The project culminated in videos, online resources, and an entire archive dedicated to Americans favorite poems, all of which can be found at: www.favoritepoem.org.
American Life in Poetry
American Life in Poetry was founded in 2004 by Ted Kooser, the 13th Poet Laureate Consultant in Poetry in order to create a space and a presence for poetry in American culture. As part of the project, Ted Kooser provided newspapers and online periodicals with a free weekly column that featured a poem from a contemporary American poet. Publications were able to register and to reprint the text in order to promote poets and to help their works read a wider, general audience.
For more information about the project, and for archives of previous columns, please visit: www.americanlifeinpoetry.com.
Poetry 180 was founded by the 11th Poet Laureate Consultant in Poetry, Billy Collins, in order to promote poetry in schools. The program allows teachers and schools to print a poem every day for the 180 days of the school year to read and discuss with their students. Not only does it promote literacy, but it connects the Poet Laureate to an audience of young readers and introduces them to the world of contemporary poetry.

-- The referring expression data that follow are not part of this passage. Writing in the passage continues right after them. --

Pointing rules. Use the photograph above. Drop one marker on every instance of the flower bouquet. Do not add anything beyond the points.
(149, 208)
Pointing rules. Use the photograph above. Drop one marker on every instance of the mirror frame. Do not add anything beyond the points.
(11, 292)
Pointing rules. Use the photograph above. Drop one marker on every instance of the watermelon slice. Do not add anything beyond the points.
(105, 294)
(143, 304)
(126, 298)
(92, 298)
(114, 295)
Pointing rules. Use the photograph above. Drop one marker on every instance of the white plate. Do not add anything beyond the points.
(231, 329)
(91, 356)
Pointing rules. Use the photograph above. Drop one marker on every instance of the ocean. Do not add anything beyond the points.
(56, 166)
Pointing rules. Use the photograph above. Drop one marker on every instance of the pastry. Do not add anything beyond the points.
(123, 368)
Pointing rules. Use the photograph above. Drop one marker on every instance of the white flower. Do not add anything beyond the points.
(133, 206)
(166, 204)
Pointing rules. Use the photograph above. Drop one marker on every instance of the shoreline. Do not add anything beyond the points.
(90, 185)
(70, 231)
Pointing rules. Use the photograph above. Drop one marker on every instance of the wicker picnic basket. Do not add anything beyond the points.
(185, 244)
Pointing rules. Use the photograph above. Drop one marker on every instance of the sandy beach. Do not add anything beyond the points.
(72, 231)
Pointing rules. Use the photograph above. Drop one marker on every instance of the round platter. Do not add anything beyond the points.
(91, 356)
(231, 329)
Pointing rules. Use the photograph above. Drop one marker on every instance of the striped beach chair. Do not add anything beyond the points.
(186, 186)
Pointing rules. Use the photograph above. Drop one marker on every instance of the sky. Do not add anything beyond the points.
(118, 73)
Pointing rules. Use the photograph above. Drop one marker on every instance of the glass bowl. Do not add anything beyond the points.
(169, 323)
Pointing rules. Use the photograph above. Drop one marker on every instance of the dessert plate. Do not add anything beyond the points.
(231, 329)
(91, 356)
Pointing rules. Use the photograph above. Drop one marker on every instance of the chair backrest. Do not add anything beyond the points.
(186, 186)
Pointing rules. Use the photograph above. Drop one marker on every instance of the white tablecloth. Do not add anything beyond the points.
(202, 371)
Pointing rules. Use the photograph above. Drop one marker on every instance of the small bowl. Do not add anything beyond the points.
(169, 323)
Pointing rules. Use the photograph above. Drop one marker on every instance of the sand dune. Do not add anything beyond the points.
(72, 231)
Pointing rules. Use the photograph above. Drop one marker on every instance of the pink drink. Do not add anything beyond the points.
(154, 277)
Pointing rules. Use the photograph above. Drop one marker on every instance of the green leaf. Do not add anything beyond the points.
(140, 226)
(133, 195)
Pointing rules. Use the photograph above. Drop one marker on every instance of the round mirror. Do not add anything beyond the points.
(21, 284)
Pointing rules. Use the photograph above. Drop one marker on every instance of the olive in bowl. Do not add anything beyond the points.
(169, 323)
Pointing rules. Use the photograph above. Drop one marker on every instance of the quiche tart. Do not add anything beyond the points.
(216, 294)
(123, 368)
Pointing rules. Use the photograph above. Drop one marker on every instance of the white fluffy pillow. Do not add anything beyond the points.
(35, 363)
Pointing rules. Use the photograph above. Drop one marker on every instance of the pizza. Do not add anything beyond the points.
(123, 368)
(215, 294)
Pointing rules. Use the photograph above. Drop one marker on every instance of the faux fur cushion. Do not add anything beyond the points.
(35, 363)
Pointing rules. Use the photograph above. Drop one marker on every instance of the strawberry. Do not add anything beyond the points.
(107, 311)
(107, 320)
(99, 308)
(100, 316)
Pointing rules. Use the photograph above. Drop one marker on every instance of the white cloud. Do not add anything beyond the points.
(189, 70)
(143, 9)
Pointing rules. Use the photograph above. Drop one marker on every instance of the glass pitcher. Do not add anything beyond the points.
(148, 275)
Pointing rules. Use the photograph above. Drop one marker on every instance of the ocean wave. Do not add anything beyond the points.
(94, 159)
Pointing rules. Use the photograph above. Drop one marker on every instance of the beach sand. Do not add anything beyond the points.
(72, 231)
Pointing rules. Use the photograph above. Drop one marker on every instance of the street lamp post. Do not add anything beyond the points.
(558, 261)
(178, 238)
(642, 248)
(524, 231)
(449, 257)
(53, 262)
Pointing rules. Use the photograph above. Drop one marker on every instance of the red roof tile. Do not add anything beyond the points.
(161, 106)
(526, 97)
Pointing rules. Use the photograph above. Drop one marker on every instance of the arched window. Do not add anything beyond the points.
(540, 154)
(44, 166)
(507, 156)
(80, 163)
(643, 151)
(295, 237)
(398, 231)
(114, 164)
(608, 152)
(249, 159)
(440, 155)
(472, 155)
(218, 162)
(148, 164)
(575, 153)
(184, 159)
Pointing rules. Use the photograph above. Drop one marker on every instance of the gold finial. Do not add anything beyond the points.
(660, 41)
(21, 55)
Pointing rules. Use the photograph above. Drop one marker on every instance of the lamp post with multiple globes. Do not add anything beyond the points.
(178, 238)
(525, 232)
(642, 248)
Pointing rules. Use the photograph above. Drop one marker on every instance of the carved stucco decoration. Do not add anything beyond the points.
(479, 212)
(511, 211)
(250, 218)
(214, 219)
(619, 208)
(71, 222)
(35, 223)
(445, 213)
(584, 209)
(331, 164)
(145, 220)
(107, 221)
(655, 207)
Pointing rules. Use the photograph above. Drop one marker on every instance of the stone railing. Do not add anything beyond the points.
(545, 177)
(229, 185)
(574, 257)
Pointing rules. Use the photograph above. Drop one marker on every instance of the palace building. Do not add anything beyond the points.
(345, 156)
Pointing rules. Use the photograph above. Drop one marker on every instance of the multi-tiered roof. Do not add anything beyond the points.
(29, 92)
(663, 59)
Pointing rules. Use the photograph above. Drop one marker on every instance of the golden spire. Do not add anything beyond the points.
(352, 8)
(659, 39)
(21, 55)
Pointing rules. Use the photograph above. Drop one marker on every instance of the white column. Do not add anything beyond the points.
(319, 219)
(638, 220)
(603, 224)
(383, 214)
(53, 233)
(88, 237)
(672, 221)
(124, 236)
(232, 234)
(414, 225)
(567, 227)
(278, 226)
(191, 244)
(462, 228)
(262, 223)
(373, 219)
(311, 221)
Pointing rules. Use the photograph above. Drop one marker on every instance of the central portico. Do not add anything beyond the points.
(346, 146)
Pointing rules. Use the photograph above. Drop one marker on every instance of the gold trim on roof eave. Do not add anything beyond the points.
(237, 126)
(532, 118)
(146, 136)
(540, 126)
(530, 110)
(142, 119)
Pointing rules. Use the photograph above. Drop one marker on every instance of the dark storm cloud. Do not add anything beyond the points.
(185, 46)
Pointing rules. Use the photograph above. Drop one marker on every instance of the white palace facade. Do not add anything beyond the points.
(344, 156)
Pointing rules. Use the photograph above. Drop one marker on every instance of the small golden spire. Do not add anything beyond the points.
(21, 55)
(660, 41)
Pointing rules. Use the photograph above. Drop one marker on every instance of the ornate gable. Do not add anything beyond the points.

For more information, or to read the poem of the day, please visit: www.loc.gov/poetry/180.
Poetry for the Mind's Joy
Created by Kay Ryan, the 16th Poet Laureate Consultant in Poetry in 2008, this program was a national initiative to promote the hard work of the staffs and students in American community colleges. To this end, the Library sponsored a video conference with the Ryan and students from community colleges around the nation, as well as a poetry writing contest open to students of community colleges which were chosen at the campus level.
The webcast of the video conference as well as poems from the winners can be found at: www.loc.gov/poetry/mindsjoy.